Cat litter box problems are some of the most commonly seen complaints in a feline specialty practice. The dividing line for diagnosis comes with the first question: Is it horizontal or vertical? Meaning is the cat urinating on the floors or on the walls. As a first level impression, the behavioral problems tend to be vertical. The horizontal tend to be physiological.
Probably ninety eight percent of litter box problems are physiological. In short, the cat is usually trying to avoid pain that it is receiving while in the litterbox. The pain can come from urinary tract infection, stones in the bladder, interstitial cystitis, or blocked anal glands, infected anal glands, or pain originating in the rectum or lower back of the cat. What ever is the cause of the pain, the cat will avoid the litter box and go on other surfaces that it thinks will be pain-free and comfortable. Places like the bed, a pillow, the laundry basket, or different areas around on the carpet are typical signs that a cat is avoiding the litterbox and is trying to find a place that doesn't hurt when it eliminates.
The diagnostic database must include: The history, a thorough physical exam, a urinalysis, an anal gland expression, a fecal parasite test, and sometimes xrays and blood work to rule out other diseases. This is a general review of the issue, but I will post more information on the topic as poeple inquire about various associated issues.

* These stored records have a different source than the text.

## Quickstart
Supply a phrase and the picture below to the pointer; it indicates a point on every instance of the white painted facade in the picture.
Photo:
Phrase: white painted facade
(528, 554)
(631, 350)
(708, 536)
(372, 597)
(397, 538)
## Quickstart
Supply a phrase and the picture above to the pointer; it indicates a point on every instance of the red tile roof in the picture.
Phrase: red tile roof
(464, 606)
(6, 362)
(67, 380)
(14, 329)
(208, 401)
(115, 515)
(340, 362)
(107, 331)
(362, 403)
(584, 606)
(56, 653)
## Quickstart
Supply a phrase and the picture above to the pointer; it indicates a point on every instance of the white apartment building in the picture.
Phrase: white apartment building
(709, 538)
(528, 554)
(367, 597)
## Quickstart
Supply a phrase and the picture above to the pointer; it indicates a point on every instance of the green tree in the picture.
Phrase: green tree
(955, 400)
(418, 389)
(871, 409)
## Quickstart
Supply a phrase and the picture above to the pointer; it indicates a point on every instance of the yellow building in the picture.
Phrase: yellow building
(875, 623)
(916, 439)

Lastly, your cat is not urinating on the bed to make you mad or get even with you. It is trying to avoid pain when it eliminates. And if the tests all confirm the problem is behavioral, then your cat may have to be put on some type of behavior modifying medication like valium, prozac, or buspirone to control it's anxieties and emotional need to mark the house with urine.

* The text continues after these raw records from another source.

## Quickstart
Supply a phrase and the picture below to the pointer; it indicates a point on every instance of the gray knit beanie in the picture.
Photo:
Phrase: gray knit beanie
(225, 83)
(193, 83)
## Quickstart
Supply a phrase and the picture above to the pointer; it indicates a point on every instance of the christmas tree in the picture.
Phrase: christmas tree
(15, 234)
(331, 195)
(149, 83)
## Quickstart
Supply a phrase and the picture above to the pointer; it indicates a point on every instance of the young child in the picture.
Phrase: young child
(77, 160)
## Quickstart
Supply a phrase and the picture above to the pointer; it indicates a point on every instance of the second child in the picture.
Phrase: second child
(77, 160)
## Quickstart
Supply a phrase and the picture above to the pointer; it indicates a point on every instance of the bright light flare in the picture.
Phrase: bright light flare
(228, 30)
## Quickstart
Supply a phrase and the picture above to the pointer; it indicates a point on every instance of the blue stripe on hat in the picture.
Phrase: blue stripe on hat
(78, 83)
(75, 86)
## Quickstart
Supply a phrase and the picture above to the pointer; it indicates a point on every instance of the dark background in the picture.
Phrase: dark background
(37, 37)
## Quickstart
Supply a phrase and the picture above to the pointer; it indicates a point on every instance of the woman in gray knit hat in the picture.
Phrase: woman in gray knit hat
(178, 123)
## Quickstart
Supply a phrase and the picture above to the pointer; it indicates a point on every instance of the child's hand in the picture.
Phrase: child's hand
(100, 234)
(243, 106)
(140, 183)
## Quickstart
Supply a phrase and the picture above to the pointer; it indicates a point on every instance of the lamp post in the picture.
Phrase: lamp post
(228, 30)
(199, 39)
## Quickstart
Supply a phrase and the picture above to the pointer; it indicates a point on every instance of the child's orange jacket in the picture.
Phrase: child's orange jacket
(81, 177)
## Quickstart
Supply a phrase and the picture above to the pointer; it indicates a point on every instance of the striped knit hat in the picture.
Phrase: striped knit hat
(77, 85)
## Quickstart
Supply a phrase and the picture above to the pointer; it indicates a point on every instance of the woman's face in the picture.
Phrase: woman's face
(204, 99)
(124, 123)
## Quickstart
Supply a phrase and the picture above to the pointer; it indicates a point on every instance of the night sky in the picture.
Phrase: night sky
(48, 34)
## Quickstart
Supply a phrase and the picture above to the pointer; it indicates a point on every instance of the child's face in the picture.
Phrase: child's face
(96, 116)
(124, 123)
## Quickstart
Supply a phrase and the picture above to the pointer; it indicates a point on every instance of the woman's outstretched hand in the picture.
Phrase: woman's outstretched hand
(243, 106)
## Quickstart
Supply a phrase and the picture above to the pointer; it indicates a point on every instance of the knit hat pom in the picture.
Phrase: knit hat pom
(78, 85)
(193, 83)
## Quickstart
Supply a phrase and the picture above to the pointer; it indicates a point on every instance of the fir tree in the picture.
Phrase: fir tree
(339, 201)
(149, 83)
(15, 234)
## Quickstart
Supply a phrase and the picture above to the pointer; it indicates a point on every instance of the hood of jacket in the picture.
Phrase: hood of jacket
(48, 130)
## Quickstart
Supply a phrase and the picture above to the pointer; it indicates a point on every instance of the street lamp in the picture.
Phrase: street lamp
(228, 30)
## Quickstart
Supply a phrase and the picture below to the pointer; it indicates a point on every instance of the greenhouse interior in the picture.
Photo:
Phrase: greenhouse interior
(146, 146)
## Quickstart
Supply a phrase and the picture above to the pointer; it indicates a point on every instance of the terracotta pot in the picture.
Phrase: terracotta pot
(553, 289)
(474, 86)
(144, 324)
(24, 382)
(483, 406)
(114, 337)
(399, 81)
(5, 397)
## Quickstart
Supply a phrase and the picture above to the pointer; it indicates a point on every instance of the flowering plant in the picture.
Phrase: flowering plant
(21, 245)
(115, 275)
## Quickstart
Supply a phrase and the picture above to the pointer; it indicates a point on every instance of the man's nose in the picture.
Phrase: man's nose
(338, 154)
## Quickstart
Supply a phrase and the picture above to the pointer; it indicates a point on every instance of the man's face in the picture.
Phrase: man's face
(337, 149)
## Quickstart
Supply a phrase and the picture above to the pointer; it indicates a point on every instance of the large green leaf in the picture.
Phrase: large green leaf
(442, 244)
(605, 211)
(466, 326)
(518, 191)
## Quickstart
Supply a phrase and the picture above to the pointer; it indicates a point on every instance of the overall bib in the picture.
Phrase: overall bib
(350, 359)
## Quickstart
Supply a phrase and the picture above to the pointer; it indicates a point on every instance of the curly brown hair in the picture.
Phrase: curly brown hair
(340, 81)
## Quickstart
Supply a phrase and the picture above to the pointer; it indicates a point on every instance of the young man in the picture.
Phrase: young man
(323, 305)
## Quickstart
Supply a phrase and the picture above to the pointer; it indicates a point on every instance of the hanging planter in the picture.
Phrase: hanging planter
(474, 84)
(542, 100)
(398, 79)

Dr. Doug Ikeler www.drdougikeler.com

Opening Day!

Welcome all friends of felines. As a cat specialist veterinarian, I will use this blog to offer advice on the many unusual diseases of cats and how you can managed and treat them. I will always conclude that you need to take your cat to a vet for a real examination and diagnosis, but this blog will be helpful as a first level discussion forum for problems you may be having with your kitty. Also, I will answer questions about human health and bring in topics of human medical concern as they arise. This will be fun and interesting for us all. I hope you like our sponsors advertisements as well.